1. Choose your Google Apps domain
The domain may be pretty obvious, but you have some options that allow you to fit the needs of your district. You'll need to decide on a single domain or multiple domains to help with work flows. It might be that the decision has been made for you, and all you have to do is go on to Step 2.
2. Apply to Google for Education
Probably the simplest step. Register your domain and verify domain ownership.
3. Decide on a structure for your Organizational Units
The most obvious organization is probably students, teachers, and administrators. You might also decide to segment the students based on grade level or teachers based on campuses. You can reference the best practices to determine the structure that is best for your district.
4. Determine e-Mail Architecture and Flow
Now we're getting into the stuff techs were made for. You'll have some decisions to make about how you want to get mail delivered. Will it need to all go through a legacy server or will the content be coming through Google? Maybe you'll have some users routed one way and others another. You'll need to think through the architecture of your current mail delivery system to decide which system you'd prefer.
5. Provision Users in Google for Education
Creating the users is the step that worries most people. Depending on the size of your district, you could be trying to migrate hundreds of thousands of accounts into the new system. You have a few options. Manual is available, although it's probably not what you're looking forward to. You can also upload up to 500 users at a time through CSV's. You have access to the Google Apps Directory Sync that will use information that already exists, or you can use a provisioning API that will allow users to be created programmatically. You might even find it best at this point to use a Google provisioning partner to take over this process.

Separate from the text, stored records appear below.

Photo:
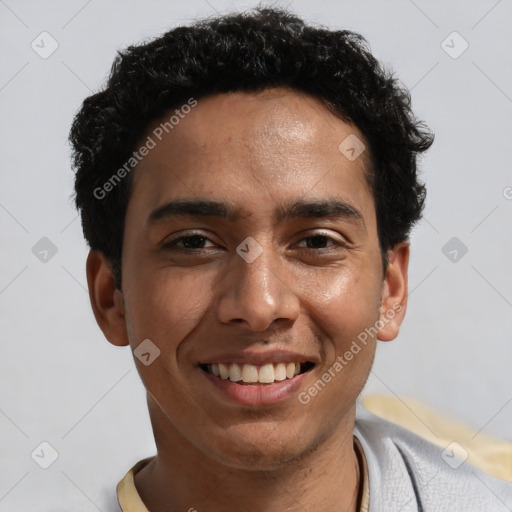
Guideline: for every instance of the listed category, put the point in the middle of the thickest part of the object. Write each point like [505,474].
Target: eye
[193,242]
[320,241]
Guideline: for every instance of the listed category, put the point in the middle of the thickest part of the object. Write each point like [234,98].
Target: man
[247,186]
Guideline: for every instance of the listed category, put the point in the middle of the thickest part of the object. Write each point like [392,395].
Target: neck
[183,478]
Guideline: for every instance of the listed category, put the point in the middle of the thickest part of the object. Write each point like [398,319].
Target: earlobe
[394,293]
[106,300]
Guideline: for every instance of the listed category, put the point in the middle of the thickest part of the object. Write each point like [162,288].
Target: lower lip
[254,395]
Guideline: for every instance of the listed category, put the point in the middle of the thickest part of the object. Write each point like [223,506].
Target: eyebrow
[331,208]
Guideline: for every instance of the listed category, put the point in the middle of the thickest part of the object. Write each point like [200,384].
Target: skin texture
[309,296]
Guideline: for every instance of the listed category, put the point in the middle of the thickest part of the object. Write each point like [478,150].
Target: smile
[252,374]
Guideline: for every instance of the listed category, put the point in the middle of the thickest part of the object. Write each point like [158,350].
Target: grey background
[64,384]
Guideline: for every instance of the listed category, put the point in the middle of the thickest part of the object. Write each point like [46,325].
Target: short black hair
[247,52]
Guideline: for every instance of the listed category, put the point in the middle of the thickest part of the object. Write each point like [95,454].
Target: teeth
[250,374]
[267,374]
[235,373]
[280,371]
[224,372]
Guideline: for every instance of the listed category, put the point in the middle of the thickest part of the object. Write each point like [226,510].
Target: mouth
[257,375]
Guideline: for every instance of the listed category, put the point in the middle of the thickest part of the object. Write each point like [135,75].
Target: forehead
[266,147]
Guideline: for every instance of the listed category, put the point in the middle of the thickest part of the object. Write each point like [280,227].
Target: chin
[266,450]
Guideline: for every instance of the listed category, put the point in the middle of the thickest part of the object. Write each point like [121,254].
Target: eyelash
[336,244]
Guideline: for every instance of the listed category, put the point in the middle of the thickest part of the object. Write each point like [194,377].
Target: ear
[106,300]
[394,293]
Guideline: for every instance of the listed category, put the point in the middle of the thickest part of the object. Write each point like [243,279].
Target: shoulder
[408,473]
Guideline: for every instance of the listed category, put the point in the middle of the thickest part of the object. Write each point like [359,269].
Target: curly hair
[247,52]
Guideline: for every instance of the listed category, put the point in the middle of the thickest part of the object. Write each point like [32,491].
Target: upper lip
[259,358]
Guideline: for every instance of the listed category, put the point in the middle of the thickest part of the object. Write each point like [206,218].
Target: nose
[256,294]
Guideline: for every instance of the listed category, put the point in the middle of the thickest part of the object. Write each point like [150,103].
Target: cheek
[165,307]
[344,301]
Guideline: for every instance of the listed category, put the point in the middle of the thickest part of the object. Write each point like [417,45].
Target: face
[252,263]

6. Set up Google Classroom
The biggest thing you have to decide at this stage is if you'll be setting up the classrooms or allowing teachers to create their own. Google does offer an API that can help with the process, or again, you might opt for a 3rd party option. Often 3rd party developers have more expertise in customizing an API for different organizations, and they can save time because they have a lot of the work done already.

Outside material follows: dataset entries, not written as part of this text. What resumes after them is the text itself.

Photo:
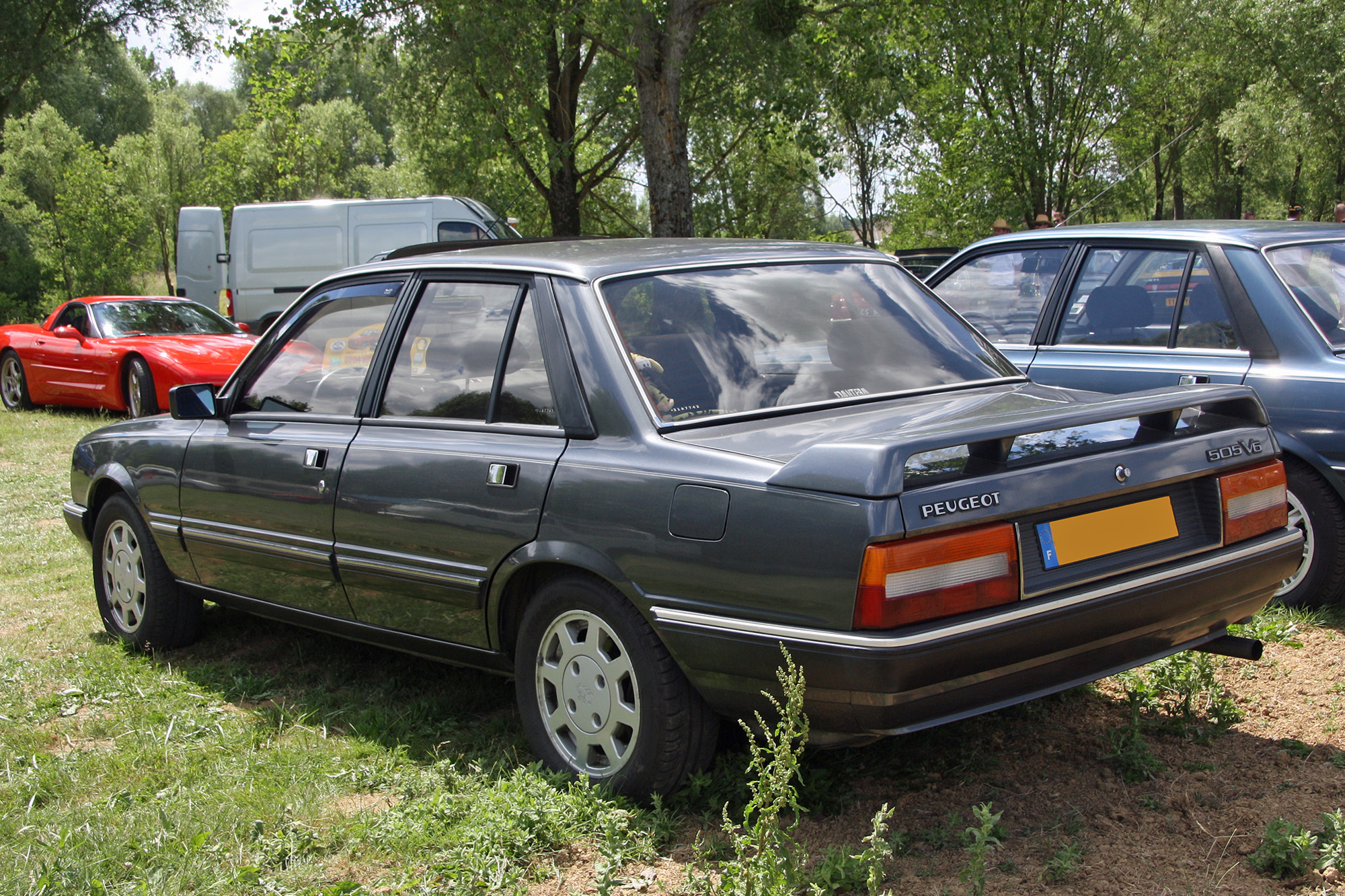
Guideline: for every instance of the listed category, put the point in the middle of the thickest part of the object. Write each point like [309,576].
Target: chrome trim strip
[262,545]
[1159,352]
[418,573]
[1035,608]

7. Decide how Students & Faculty will Authenticate in Google Apps
You'll need to decide if it will be better for your users to authenticate straight to Google or to go through the district in order to coordinate with other services you have set up. Either route is possible and Google Apps for Education is integrated with a wide array of existing software.
8. What data will you Migrate to Google for Education?
The last thing you'll have to decide is how much baggage are you letting users bring with them. If you're currently using IMAP, Microsoft Exchange or even Lotus Notes you can migrate all of your previous messages (and in some cases contacts and appointments) to Google Apps for Education.
Decide the amount of data you need transferred. While there's no risk in moving data there is a time, bandwidth and cost factor. A Google for Education partner, like Coolhead Tech, can move the data for you and make recommendations on where to draw the line on what goes and what stays.
Overall the process pretty straightforward, and you're walking down a path others have trod before. You'll have access to plenty of best practices to help you make choices that are right for your school or district. Google Apps for Education will help your students, teachers, and administrators in ways they didn't imagine possible. Congratulations, you get to make that happen!